"Fluctuare" à la Galerie Depardieu

L’univers de cette exposition de la galerie Depardieu est essentiellement : Noir et Blanc, l’affrontement de deux contraires, la vision manichéenne d’un monde en pleine désagrégation.

Ouroboros, le serpent qui se mord la queue, les cycles du temps, comme un balancier, se renouvellent perpétuellement. La barque surmontée d’un cercueil nous donne le ‘La’ de cette exposition.
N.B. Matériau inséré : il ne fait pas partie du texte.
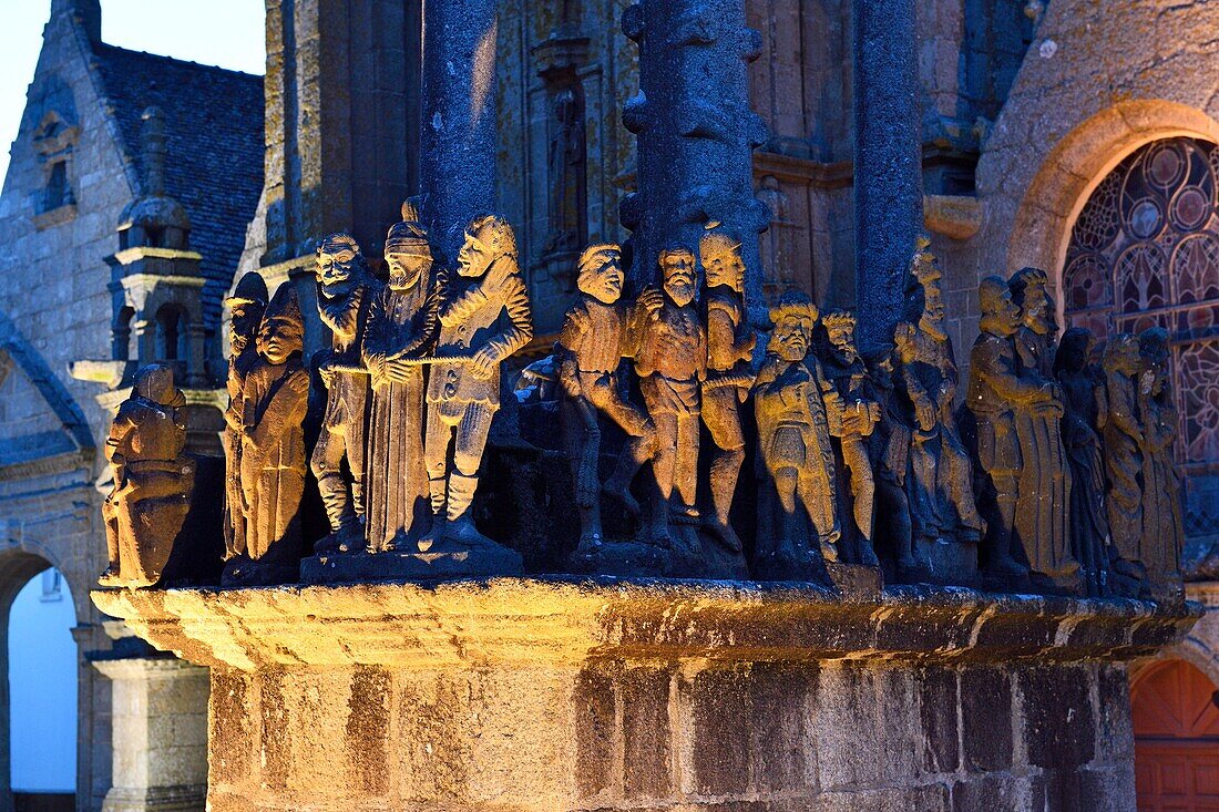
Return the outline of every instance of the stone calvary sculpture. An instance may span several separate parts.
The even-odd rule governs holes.
[[[408,202],[384,251],[388,279],[350,235],[318,243],[330,344],[315,361],[325,406],[312,449],[296,289],[268,297],[247,274],[227,302],[227,584],[521,573],[519,530],[479,508],[490,489],[492,502],[533,491],[572,517],[545,525],[549,547],[530,552],[542,571],[1180,596],[1167,334],[1119,335],[1100,365],[1086,330],[1059,346],[1045,272],[983,280],[954,412],[942,272],[925,238],[892,346],[868,356],[853,313],[803,294],[770,308],[759,340],[741,241],[718,222],[662,250],[657,283],[634,300],[619,246],[589,245],[516,418],[553,450],[495,467],[512,482],[484,482],[489,451],[505,465],[489,441],[503,365],[533,335],[512,228],[474,218],[444,267]],[[191,467],[167,374],[141,373],[116,418],[106,585],[156,584],[185,517]],[[327,519],[308,538],[306,460]],[[139,511],[162,519],[141,524]]]

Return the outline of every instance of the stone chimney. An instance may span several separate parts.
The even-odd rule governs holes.
[[[101,41],[101,0],[51,0],[51,22],[65,16],[84,27],[89,41]]]

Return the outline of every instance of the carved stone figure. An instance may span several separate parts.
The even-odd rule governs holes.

L’homme, animal migratoire n’a cessé depuis le début des temps de se déplacer, sans ces mouvements, salutaires aux progrès de l’humanité, nous serions encore réduit au monde d’Aristote et toujours persuadé que la terre est plate !

Cette barque traverse la mer, le Styx et amène les âmes vers un monde meilleur.

L’artiste Nasr Eddine Bennacer nous délivre un important message à l’opposé du bon sauvage de Rousseau : « La nature de l’être humain transfert son caractère à ce qu’il touche et hélas, pas toujours dans le sens positif. » la discussion devient passionnante avec l’arrivée d’un vieux sage, mi marchand de poissons, mi artiste et surtout philosophe et l’on comprend la démarche de l’artiste, pardon, des artistes.

L’artiste ne sait pas ce qu’il fait, mais exprime ses émotions. Un cœur qui bat indépendamment de la volonté, il bat sans savoir qu’il bat, mais il bat pour affirmer le triomphe de la vie.

L’artiste nous démontre, en noir et blanc son univers. Ce dernier est pleinement spirituel avec de nombreuses évocations des trois religions monothéistes : le calumet de la paix avec sa tige faite de la tige d’un rosier (couronne d’épines) l’étoile de David et un symbole de l’Islam. Les animaux inconciliables, symbole des conflits.

Nasr Eddine Bennacer délivre un message, celui des migrants. Plutôt que de les arrêter aux frontières, flux incessant de réfugiés fuyant les guerres et la misère, on devrait comprendre les raisons de ces migrations où ils jouent leur vie à pile ou face ; la barque noire surmontée d’un cercueil en est le symbole.

« Donne-moi tes pauvres, tes exténués, tes masses innombrables à vivre libres. » Tout est dit dans cette phrase, elle est la clé pour comprendre cette exposition. Les symboles : juifs, chrétiens et musulmans sont là pour rappeler l’essence de ces trois religions, l’amour, la charité et la paix. Les fanatismes et les idéologies, toujours enfermés dans une vision étroite et de clocher du monde, sont responsables des drames et tragédies récentes.

Nasr Eddine Bennacer nous livre des éléments pour comprendre et mieux appréhender le malaise de notre société. Fluctuare, une belle leçon de vie, de sagesse, d’amour et de tolérance.